Modulation of actinorhodin biosynthesis in Streptomyces lividans by glucose repression of afsR2 gene transcription.

While the biosynthetic gene cluster encoding the pigmented antibiotic actinorhodin (ACT) is present in the two closely related bacterial species, Streptomyces lividans and Streptomyces coelicolor, it normally is expressed only in S. coelicolor-generating the deep-blue colonies responsible for the S. coelicolor name. However, multiple copies of the two regulatory genes, afsR and afsR2, activate ACT production in S. lividans, indicating that this streptomycete encodes a functional ACT biosynthetic pathway. Here we report that the occurrence of ACT biosynthesis in S. lividans is determined conditionally by the carbon source used for culture.

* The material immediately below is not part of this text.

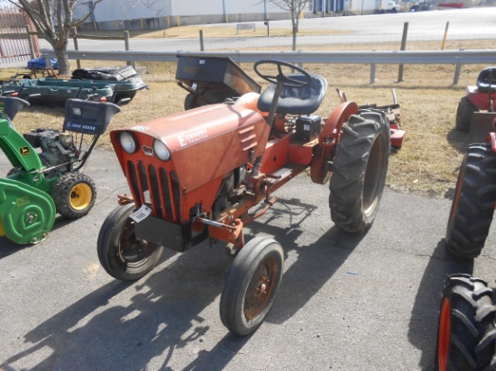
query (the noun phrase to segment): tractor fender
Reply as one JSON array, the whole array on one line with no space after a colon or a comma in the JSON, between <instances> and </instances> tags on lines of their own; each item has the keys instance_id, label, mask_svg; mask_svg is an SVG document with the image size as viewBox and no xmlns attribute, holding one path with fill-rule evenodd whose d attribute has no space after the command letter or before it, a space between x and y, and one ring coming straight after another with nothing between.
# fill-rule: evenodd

We found that the growth of S. lividans on solid media containing glucose prevents ACT production in this species by repressing the synthesis of afsR2 mRNA; a shift to glycerol as the sole carbon source dramatically relieved this repression, leading to extensive ACT synthesis and obliterating this phenotypic distinction between S. lividans and S. coelicolor. Transcription from the afsR2 promoter during growth in glycerol was dependent on afsR gene function and was developmentally regulated, occurring specifically at the time of aerial mycelium formation and coinciding temporally with the onset of ACT production. In liquid media, where morphological differentiation does not occur, ACT production in the absence of glucose increased as S. lividans cells entered stationary phase, but unlike ACT biosynthesis on solid media, occurred by a mechanism that did not require either afsR or afsR2. Our results identify parallel medium-dependent pathways that regulate ACT biosynthesis in S. lividans and further demonstrate that the production of this antibiotic in S. lividans grown on agar can be modulated by carbon source through the regulation of afsR2 mRNA synthesis.[1]